One thing to keep in mind in that computation is necessarily grounded in physical reality. If you believe, like me, that everything is in a constant state of flux, and you realize that classical computers are only capable of behaving based on a fixed and finite program, then it makes perfect sense to take the intuitive leap in saying that they cannot truly capture the essence of natural information processing. Namely, in a system that is responsive and in harmony with its environment, there is the possibility for more powerful and more complete computation ability, and solutions can be found in a self-organizing, convergent, continuous, and effortless manner. Think of how the universe is; there are no discrete computation steps involved, but rather, the solution to its “computation” is simply the way the universe evolves. Is it possible to incorporate such a being-ness, a one-ness with the universe, into a machine? The recent work by Google towards a quantum description of chemistry gives me hope that by incorporating more of physical reality into computation devices (in this case, quantum states) allows for better predictive capacity for quantum reality. In a way, it seems like in order to represent certain parts of reality in a given computation device, we need access to some physical phenomena that captures the essence of that part of reality. So, for human brain simulation, will static machines suffice? Or do we need to also incorporate plasticity? Or, going down another level, must we incorporate quantum effects? We must also keep in mind that the level of description that is sufficient will depend on our tolerance for inaccuracy, but it is evident that we need at least a well-approximating level of description in order for our experiments to have any sort of predictive capacity.

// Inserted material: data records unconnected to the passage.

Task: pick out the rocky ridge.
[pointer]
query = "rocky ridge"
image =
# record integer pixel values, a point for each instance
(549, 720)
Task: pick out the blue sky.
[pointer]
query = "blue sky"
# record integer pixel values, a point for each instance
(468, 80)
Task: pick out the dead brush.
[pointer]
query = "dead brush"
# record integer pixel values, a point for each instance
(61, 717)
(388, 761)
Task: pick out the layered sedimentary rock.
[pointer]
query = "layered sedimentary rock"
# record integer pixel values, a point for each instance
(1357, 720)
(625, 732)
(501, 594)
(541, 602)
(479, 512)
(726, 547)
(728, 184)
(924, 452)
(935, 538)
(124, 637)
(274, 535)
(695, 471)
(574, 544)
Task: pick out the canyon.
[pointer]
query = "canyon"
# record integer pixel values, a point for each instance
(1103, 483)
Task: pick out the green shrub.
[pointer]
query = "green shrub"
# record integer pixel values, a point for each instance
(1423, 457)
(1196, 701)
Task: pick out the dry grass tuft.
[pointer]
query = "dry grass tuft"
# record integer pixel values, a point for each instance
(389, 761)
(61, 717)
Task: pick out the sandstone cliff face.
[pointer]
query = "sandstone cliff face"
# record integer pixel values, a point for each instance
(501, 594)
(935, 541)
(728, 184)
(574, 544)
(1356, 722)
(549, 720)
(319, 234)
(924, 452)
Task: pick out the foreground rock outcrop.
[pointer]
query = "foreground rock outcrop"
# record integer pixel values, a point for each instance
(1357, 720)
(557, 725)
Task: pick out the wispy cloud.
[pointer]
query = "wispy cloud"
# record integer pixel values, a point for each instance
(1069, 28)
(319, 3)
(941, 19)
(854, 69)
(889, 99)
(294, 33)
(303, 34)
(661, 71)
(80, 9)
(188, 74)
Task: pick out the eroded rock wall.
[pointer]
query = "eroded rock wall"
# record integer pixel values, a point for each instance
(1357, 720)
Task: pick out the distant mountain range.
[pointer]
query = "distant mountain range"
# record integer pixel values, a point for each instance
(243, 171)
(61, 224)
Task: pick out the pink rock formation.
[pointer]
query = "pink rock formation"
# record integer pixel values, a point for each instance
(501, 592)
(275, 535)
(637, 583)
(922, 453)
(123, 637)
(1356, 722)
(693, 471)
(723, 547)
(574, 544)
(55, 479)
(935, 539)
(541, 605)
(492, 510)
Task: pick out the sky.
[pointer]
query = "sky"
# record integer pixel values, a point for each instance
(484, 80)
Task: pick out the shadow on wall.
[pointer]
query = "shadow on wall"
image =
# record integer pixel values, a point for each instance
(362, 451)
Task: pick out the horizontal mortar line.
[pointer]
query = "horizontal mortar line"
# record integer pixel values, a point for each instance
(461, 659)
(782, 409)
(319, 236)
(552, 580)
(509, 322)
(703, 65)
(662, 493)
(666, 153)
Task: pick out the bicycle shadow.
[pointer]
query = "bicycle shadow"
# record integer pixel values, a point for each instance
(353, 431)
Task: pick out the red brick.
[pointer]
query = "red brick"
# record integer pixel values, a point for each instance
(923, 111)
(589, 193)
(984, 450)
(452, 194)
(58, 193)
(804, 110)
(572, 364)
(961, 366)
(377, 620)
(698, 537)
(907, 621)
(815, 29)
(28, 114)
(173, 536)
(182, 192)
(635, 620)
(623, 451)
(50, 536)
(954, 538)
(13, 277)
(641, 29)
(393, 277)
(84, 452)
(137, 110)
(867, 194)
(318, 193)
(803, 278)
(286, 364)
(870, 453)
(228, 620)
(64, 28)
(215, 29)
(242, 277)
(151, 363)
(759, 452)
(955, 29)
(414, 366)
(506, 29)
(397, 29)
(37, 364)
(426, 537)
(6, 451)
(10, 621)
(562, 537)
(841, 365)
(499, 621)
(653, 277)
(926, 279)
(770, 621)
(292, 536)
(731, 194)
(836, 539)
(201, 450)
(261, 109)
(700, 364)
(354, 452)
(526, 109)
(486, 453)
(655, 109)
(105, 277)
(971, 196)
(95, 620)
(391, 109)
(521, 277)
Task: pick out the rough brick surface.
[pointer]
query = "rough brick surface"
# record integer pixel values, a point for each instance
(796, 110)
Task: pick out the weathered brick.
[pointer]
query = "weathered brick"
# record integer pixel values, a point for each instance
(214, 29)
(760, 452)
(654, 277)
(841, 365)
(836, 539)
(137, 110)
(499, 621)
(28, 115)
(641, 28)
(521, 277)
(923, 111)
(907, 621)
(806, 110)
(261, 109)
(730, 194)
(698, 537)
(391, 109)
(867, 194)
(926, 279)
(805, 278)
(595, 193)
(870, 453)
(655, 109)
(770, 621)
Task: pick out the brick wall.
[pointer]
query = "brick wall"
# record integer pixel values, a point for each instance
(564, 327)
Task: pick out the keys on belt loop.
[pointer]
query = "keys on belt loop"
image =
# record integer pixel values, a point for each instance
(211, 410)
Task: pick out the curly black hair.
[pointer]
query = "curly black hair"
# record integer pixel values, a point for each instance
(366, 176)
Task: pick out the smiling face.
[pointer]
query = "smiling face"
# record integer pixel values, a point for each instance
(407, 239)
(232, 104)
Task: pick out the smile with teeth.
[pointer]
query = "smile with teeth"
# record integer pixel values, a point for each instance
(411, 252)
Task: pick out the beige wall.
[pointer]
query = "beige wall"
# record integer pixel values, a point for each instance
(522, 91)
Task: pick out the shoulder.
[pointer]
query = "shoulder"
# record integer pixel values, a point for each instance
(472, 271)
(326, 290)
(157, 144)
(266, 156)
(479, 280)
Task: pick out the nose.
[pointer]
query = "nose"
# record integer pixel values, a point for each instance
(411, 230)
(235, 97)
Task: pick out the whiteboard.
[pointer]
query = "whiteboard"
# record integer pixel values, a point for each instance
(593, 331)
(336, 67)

Anyways, this brings me back to my lens of the world. It is a little peculiar to realize that the lens of the cognitive scientist is somewhat self-referential: one sees the world and life in terms of information and computation, and importantly, in terms of consciousness. So, we end up thinking about thinking, and thinking about thinking about thinking, and so on. Though I am not a cognitive scientist per se, I do enjoy framing my world as one does, since I believe it is a very useful philosophical standpoint. Mainly, I like to abstract away my experience from what one might expect from a “normal” human experience. Why do I think in the patterns that I do? Why does the old brain often dominate newer, more complex brain structures? What does this have to do with computation, with physical reality, with evolution, with spirituality, even? Some of these questions aren’t even answerable, if not ill-posed. But, I do enjoy being a “deep thinker” – something which can be attributed to many, if not most, erroneously or not – in that I love to see where certain assumptions or viewpoints can take me. And that is why I believe it is important to have a very general lens, or a brain content / structure which is composed of many salient, related, efficient, and necessarily incomplete interconnections and, importantly, the parameters of which are continuously fine-tuned in order to best understand the world I live in.

Now, who’s lens may I benefit most strongly from? It depends on your definition or desire of benefit. At this stage in my life, I find I gain the most from the writings of those who have come before me in computer science, artificial intelligence, and cognitive science. But even then, I find myself gaining plenty of generalize-able knowledge from selectively choosing from the works of great physicists, mathematicians, philosophers, neuroscientists, psychologists, logicians, etc… Although I hope to make contributions to computer science one day, I know that, by having a more general understanding of the universe, any research or results I might obtain will therefore be all the more meaningful to me, and will help me to fit them more completely into the fabric of human knowledge.